Dizem as más línguas que o ex-ministro da Saúde, Eduardo Pazuello, está fazendo um “intensivão” com assessores para se sair bem durante o seu depoimento à CPI da Covid, nesta quarta-feira. Pazuello é considerado o centro do furacão, já que foi o titular da pasta que mais tempo ficou no cargo, por 10 meses, e exercia a função quando a Pfizer fez a oferta de 70 milhões de doses de vacina para o Brasil, assim como na crise da falta de oxigênio em Manaus. Pazuello não responderá nada que possa incriminá-lo, no entanto, terá que responder todas as perguntas relacionadas a terceiros, quero dizer, ao presidente Bolsonaro

NA PONTA DA LÍNGUA

O advogado de Eduardo Pazuello, Zoser Hardman, garante       que o general está pronto para enfrentar a sabatina a ser promovida pelos senadores da CPI da Covid. O defensor doe Pazuello afirma que ele não entrará em provocações. “Aquele que espera que o ex-ministro Pazuello entre em alguma provocação ou não aguente a maratona se surpreenderá”, sustentou Hardman em nota à imprensa.

NA MARRA

O PSDB irá acionar a Justiça para que o presidente Jair Bolsonaro seja obrigado a usar máscara e manter o distanciamento em eventos públicos bancados com recursos da União.

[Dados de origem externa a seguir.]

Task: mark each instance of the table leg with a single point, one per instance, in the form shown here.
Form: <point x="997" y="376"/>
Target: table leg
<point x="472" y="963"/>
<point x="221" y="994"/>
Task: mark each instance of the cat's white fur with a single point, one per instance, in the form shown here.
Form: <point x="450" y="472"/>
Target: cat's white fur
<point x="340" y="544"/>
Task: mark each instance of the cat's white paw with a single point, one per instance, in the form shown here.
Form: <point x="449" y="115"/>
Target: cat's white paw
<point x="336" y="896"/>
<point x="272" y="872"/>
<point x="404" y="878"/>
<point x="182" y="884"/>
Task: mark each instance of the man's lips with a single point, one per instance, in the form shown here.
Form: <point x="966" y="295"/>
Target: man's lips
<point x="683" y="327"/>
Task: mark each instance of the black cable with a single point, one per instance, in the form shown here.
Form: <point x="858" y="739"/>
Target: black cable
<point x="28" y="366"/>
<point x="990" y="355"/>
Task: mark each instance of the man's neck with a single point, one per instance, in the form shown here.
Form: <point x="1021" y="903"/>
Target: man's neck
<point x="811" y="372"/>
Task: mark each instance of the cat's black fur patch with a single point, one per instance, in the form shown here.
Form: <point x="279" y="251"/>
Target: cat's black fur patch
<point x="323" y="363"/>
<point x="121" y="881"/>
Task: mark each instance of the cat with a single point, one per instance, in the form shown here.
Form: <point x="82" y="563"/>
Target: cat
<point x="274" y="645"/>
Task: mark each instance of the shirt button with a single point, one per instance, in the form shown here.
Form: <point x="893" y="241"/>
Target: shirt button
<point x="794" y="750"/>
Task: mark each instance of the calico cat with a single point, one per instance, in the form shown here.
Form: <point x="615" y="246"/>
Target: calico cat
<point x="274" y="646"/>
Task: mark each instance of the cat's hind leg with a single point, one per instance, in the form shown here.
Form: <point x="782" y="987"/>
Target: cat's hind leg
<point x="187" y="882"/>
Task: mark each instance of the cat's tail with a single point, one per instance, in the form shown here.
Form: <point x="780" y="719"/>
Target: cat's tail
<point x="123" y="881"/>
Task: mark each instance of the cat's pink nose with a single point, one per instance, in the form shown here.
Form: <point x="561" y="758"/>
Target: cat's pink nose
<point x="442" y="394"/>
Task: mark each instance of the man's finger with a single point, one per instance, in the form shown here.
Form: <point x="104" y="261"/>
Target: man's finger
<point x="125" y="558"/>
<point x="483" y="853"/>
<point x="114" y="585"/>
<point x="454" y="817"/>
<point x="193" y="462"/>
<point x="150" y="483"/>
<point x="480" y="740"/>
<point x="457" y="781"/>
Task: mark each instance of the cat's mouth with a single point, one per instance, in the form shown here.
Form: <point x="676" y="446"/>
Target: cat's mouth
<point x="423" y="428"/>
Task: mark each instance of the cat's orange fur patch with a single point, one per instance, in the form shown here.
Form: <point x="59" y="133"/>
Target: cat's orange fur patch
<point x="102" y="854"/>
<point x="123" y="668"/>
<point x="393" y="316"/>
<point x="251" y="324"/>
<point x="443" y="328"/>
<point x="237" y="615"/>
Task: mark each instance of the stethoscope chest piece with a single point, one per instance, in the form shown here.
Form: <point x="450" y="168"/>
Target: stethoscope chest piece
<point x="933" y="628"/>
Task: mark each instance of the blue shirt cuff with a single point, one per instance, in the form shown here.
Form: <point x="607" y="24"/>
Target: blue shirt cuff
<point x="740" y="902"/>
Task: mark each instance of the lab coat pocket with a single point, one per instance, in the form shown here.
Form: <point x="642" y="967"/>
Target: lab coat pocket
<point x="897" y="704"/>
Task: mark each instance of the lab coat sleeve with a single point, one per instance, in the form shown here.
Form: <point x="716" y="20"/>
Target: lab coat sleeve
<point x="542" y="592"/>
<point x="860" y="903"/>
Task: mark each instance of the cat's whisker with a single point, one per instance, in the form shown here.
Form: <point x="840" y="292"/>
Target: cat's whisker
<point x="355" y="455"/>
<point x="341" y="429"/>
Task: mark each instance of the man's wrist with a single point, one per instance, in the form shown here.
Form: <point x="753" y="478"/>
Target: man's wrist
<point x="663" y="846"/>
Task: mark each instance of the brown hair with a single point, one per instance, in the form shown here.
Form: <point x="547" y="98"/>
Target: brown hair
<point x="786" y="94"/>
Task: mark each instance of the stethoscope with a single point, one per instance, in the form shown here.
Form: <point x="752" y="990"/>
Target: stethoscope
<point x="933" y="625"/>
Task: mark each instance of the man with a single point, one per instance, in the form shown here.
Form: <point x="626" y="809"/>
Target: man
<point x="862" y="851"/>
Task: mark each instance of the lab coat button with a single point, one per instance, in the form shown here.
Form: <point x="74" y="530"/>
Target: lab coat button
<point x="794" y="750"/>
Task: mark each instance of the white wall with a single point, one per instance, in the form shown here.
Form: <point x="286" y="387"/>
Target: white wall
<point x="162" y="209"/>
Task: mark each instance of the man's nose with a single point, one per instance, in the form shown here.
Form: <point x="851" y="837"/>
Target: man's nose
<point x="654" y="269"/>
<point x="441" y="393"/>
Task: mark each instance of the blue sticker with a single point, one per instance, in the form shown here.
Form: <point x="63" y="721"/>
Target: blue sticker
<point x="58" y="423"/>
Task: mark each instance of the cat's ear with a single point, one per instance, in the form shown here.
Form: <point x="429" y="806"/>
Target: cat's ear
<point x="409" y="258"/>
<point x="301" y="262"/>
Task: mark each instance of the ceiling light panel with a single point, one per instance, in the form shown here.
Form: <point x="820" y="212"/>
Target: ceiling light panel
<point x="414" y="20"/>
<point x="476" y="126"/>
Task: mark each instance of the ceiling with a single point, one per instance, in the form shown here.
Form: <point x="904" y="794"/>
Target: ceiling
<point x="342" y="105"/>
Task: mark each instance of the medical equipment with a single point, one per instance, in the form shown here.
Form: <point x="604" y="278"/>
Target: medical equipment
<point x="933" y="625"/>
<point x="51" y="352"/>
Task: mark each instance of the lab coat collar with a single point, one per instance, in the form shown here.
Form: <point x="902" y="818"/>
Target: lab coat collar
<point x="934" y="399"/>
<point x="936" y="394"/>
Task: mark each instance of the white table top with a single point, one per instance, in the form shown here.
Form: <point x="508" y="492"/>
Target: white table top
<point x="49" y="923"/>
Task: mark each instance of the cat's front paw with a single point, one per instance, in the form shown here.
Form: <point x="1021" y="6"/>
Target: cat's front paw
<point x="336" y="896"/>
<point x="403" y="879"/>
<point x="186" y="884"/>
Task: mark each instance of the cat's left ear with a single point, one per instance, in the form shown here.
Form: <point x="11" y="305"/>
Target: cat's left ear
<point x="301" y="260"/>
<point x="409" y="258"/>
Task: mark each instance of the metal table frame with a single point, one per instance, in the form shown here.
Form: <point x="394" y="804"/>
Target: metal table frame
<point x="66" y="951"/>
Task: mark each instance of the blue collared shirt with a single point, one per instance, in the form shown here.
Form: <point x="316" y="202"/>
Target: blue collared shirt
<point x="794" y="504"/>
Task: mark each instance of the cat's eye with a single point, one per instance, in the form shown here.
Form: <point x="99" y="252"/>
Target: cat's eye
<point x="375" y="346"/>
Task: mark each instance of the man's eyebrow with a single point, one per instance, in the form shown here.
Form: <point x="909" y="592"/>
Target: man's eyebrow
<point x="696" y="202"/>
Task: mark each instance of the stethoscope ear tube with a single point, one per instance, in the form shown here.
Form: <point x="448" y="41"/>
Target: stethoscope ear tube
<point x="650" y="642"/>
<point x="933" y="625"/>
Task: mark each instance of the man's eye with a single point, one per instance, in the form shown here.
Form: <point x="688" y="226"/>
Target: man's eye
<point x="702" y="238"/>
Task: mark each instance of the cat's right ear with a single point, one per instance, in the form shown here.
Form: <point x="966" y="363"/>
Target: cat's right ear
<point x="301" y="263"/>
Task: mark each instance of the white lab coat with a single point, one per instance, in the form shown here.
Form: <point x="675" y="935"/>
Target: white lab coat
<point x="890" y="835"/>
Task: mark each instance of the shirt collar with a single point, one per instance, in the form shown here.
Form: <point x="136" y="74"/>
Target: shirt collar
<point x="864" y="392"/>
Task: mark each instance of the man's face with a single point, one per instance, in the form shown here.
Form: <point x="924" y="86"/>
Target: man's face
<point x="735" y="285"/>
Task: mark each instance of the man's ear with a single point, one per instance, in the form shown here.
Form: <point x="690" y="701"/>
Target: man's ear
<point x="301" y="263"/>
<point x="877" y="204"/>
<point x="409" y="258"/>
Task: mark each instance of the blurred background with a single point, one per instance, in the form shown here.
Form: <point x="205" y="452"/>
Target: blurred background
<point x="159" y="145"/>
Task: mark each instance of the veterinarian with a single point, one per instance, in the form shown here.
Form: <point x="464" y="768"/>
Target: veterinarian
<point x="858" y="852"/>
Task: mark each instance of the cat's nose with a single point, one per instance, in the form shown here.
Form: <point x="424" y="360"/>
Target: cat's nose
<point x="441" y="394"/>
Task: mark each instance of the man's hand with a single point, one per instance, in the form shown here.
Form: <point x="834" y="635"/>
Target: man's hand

É aquela história: ou vai por bem, ou por mal. Segundo o senador tucano, Tasso Jereissati (CE), o comportamento do presidente, que encontra apoiadores especialmente nos finais de semana sem máscara e sem distanciamento, é um boicote ao afastamento social, que, segundo ele é “a nossa única alternativa diante da falta de vacinas”. Ao saber dessa intenção, certamente Bolsonaro fez cara de “to nem ai”!

O CLONE

Agora seguindo a mesma linha de pensamento do presidente Jair Bolsonaro,  o vice-líder do governo na Câmara Federal, José Medeiros (Podemos), passou a defender o voto impresso auditável. Medeiros questiona a posição do presidente do Tribunal Superior Eleitoral (TSE), ministro Luís Roberto Barroso,  sobre a confiabilidade da urna eletrônica. Para Medeiros, apenas o voto eletrônico não dá segurança jurídica necessária ao eleitor e fere os princípios de publicidade e transparência. Falou tal qual o presidente da República, quase um clone.

LUCROS NA CAIXA

Marcelo Camargo/Agência Brasil

A pedido de bancários da Caixa, Dieese faz levantamento e mostra que banco teve lucro nos últimos 18 anos. O levantamento detalha resultados da estatal ao longo de quase duas décadas. Lucro contabilizado em 2019 e 2020 inclui valores decorrentes de venda de ativos do banco público por atual governo. “Não mostra que a empresa está se expandindo e gerando empregos; mas, sim, que está se desfazendo de ativos fundamentais”, ressalta a Federação Nacional das Associações do Pessoal da Caixa Econômica Federal (Fenae)

BANCOS DIGITAIS

Por falar em banco, sem tarifas e sem agências físicas, os bancos digitais vêm ganhando cada vez mais espaço entre os brasileiros. Pesquisa C6 Bank/Ipec realizada em abril revela que 57% dos entrevistados têm contas em bancos digitais. Dentro desse grupo, 47% mantêm suas contas em bancos tradicionais e digitais ao mesmo tempo e 10% abandonaram de vez as instituições convencionais.  A maioria ainda usa os bancos tradicionais (65%), em comparação com os bancos digitais (31%). Mas quando se faz um recorte por idade, é possível ver uma tendência se desenhar: entre os brasileiros que têm entre 16 e 24 anos, os bancos digitais já superam os tradicionais (51% contra 41%).